Es sei eine folgerichtige Entscheidung von "historischer Tragweite", sagte der Vorsitzende André Wüstner der Deutschen Presse-Agentur. "Sie markiert das Ende des bedeutendsten und zugleich verlustreichsten Einsatzes der Bundeswehr."

Afghanistan: Rückkehr der Bundeswehr

Nun gehe es darum, eine sichere Rückkehr der Soldaten nach Deutschland zu organisieren. Wüstner forderte dafür den Einsatz zusätzlicher Schutz- und Spezialkräfte:

Die Gefahren durch Angriffe von außen dürfen ebenso wenig vernachlässigt werden, wie das Risiko durch mögliche Innentäter.
André Wüstner, Vorsitzender Bundeswehrverband

Der Chef des Bundeswehrverbands forderte zudem eine ehrliche Aufarbeitung des 20 Jahre andauernden Einsatzes. "Auch, wenn vieles gut gelaufen ist, die Bundeswehr ihren Auftrag erfüllt hat, gab es unbestreitbar eine Menge Fehler."

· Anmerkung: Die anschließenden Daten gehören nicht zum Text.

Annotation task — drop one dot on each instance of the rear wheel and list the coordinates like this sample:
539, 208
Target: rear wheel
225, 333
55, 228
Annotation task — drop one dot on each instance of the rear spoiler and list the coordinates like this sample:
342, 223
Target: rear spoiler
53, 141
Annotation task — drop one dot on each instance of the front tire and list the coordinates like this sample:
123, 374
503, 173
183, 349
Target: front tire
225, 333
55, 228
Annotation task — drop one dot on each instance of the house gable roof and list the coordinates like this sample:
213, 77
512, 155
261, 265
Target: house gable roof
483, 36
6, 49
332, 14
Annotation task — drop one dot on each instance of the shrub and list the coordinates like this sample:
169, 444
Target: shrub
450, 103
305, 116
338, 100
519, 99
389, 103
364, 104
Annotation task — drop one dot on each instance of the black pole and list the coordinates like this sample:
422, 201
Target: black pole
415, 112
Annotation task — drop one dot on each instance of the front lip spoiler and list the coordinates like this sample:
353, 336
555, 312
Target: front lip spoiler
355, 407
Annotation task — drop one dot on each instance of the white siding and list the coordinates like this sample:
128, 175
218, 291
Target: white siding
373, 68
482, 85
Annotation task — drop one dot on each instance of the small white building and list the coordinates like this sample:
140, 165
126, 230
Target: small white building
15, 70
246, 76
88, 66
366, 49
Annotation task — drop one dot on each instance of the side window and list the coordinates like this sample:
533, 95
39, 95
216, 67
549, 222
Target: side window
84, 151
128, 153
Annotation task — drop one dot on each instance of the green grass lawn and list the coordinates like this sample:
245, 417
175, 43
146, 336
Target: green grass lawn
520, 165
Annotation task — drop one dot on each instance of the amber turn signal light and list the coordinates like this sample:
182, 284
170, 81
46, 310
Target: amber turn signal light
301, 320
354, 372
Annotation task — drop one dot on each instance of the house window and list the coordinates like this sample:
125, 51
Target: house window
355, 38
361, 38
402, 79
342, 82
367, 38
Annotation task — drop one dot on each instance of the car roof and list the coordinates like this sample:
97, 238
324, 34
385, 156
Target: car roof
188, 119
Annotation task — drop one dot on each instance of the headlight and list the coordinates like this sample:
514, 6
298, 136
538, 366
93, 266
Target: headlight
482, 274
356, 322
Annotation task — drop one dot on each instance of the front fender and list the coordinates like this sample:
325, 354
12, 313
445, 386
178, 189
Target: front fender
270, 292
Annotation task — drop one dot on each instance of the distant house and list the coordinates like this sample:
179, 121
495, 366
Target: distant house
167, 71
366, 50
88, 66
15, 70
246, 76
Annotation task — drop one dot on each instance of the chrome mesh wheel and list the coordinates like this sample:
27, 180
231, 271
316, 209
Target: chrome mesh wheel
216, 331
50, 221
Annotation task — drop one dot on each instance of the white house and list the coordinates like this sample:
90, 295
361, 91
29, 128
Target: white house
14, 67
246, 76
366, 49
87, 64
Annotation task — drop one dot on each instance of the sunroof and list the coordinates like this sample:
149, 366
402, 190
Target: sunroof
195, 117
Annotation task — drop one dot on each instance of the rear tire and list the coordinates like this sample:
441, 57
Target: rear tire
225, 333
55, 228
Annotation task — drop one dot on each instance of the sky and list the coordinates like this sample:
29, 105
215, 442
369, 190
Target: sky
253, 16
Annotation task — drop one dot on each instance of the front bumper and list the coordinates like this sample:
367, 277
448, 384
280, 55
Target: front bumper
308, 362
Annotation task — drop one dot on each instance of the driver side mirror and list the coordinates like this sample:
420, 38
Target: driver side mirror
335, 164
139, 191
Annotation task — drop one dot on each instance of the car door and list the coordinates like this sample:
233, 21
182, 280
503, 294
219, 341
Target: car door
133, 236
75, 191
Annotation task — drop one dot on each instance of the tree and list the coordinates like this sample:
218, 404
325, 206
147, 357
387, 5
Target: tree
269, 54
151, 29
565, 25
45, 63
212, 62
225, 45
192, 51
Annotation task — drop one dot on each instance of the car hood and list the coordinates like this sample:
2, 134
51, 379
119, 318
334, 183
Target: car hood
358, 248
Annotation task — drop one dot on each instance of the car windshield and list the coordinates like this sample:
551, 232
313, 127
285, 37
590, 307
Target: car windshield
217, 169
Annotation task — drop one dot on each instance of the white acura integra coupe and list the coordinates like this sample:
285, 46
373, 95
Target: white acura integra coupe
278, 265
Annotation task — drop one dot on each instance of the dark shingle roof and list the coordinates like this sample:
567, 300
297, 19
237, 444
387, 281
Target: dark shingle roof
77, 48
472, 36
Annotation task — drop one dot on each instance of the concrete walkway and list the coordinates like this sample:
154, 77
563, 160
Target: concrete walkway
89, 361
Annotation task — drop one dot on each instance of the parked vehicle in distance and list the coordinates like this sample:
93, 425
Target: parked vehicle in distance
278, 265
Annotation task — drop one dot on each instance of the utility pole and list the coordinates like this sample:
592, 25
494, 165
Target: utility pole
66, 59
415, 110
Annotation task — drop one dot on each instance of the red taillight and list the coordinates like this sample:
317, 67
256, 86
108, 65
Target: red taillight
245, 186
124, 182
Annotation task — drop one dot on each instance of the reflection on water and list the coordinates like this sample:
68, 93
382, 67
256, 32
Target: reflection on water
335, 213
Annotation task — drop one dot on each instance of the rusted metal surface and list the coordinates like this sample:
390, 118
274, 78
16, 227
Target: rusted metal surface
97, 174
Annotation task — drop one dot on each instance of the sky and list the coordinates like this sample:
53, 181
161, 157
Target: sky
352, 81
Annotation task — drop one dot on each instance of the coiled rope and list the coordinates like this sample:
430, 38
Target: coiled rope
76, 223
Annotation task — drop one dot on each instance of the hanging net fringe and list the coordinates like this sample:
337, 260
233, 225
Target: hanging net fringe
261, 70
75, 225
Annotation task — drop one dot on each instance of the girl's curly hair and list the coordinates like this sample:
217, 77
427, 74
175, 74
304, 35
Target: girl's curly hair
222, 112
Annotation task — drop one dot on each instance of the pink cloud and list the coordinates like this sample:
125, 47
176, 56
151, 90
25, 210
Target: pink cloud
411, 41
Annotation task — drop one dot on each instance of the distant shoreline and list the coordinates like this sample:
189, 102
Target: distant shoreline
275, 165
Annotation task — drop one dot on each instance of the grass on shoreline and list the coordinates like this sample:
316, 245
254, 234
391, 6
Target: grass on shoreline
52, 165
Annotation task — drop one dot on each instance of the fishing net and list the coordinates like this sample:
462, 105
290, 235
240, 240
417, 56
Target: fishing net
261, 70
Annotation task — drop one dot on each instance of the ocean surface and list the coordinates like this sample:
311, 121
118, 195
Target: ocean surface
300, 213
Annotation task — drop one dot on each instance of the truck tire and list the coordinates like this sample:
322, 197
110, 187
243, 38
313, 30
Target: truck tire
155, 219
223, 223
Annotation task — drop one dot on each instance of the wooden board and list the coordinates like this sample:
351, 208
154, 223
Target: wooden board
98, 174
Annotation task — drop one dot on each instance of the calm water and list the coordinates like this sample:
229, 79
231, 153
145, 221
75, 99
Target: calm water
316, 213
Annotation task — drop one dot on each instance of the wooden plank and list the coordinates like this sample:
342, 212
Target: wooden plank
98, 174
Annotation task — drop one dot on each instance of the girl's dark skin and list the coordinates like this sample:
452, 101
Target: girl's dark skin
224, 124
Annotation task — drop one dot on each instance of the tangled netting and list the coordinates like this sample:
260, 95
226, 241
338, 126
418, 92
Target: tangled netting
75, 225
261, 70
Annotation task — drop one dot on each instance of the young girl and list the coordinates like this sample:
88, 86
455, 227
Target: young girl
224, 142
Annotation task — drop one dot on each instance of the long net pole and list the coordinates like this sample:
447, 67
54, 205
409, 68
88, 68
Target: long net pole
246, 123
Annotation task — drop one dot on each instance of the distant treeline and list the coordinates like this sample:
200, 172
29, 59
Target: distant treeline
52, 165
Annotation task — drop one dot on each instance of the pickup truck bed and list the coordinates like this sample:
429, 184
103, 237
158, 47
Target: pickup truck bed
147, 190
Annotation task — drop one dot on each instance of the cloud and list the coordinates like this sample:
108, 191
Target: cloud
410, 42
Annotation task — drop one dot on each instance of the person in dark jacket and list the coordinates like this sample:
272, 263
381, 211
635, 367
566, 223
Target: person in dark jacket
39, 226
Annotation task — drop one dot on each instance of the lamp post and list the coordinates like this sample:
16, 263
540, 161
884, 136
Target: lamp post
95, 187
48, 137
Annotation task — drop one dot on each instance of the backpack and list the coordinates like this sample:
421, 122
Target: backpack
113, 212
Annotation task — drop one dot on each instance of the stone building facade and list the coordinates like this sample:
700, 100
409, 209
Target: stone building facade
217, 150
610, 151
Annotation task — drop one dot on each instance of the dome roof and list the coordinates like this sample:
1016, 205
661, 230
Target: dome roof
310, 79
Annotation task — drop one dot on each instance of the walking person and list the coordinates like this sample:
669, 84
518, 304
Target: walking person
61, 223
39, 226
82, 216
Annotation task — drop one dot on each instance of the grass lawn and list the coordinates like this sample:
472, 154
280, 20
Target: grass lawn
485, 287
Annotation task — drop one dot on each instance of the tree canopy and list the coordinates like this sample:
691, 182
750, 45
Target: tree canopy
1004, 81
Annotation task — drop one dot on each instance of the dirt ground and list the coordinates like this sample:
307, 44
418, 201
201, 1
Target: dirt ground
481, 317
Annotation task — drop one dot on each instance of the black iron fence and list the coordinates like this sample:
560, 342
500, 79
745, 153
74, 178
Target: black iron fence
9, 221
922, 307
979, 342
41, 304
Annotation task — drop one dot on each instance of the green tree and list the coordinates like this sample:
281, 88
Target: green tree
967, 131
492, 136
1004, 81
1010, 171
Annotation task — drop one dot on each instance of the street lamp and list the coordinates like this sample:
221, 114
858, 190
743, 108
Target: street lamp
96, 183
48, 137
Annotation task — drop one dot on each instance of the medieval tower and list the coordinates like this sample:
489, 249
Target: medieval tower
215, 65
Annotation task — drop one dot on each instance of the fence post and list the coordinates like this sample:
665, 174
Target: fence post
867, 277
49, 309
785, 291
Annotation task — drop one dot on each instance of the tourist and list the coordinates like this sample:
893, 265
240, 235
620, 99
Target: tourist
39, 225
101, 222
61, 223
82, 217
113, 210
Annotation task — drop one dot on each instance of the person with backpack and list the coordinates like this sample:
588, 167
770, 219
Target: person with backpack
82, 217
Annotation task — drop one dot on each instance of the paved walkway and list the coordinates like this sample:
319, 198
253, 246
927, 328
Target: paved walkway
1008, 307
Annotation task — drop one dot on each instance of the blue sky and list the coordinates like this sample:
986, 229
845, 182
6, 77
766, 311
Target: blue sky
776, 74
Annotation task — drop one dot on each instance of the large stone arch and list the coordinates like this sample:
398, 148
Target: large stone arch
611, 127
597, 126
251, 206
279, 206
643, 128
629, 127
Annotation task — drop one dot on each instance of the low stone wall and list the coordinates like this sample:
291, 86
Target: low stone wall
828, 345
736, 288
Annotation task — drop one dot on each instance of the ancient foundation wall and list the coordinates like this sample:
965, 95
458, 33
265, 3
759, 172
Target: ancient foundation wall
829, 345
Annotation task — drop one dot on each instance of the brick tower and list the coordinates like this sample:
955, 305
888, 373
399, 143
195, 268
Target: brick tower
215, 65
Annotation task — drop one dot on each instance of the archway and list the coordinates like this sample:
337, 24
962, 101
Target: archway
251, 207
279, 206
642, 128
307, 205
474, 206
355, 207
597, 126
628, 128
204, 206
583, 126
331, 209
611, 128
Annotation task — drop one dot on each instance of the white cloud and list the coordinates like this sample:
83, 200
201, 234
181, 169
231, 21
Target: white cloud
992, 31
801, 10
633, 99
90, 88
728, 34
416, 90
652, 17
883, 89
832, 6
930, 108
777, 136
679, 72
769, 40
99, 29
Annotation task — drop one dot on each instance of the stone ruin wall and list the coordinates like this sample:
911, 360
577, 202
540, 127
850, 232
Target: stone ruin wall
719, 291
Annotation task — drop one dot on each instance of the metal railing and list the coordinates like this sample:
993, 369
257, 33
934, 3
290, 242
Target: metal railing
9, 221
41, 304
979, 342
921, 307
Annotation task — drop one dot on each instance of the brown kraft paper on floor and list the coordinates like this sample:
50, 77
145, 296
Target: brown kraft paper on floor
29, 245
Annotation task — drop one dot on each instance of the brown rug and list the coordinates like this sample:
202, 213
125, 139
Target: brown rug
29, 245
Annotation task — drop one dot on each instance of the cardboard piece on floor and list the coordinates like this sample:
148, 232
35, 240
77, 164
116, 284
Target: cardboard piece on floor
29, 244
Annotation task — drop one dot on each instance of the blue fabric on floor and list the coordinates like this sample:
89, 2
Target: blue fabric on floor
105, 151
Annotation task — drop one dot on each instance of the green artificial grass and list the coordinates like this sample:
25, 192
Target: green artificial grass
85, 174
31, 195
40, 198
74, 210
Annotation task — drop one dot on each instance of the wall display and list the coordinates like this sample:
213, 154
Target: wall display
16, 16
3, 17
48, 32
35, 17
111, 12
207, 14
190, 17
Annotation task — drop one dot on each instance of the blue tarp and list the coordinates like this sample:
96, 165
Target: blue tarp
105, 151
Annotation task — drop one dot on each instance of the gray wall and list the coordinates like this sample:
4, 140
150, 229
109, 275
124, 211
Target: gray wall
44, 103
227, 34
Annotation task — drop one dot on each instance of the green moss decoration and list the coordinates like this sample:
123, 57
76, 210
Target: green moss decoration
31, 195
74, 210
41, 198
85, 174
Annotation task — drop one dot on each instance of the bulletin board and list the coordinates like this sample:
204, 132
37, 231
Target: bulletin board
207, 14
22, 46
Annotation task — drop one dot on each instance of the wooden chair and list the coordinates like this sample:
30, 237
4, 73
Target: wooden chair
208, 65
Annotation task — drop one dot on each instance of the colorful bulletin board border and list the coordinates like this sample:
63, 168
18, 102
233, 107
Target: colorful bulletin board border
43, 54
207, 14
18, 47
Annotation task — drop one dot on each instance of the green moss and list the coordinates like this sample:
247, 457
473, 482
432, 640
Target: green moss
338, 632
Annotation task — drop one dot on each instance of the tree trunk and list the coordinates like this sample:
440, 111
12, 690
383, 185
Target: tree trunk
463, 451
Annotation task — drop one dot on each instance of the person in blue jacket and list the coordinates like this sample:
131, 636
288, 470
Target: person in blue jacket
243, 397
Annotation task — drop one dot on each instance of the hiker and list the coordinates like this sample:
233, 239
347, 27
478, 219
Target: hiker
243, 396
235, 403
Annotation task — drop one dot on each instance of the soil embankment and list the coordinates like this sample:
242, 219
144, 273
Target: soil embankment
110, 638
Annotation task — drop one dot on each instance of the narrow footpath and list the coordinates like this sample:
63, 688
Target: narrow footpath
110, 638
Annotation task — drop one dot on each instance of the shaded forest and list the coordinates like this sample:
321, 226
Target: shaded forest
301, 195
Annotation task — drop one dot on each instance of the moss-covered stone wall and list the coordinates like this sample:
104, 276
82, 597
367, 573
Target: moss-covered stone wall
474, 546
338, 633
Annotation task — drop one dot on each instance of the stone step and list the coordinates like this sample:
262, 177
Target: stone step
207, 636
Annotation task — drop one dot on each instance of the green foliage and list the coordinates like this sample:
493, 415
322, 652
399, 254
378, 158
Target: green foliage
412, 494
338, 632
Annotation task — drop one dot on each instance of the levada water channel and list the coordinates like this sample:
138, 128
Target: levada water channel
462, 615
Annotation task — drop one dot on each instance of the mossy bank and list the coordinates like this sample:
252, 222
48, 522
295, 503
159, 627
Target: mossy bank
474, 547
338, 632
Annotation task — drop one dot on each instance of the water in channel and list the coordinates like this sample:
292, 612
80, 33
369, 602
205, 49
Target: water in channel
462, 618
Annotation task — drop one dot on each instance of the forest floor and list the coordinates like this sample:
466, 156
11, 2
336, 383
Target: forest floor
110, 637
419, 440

Grafik: Bundeswehr Abzug aus Afghanistan
Quelle: ZDF

Wüstner: Fehleranalyse des Einsatzes

Wüstner nannte die politischen Weichenstellungen, die Definition unterschiedlicher Ziele für den Einsatz sowie "Machbarkeitsillusionen". "Fehler können passieren, aber sie dürfen sich nicht wiederholen", betonte der Oberstleutnant, der selbst in Afghanistan stationiert war.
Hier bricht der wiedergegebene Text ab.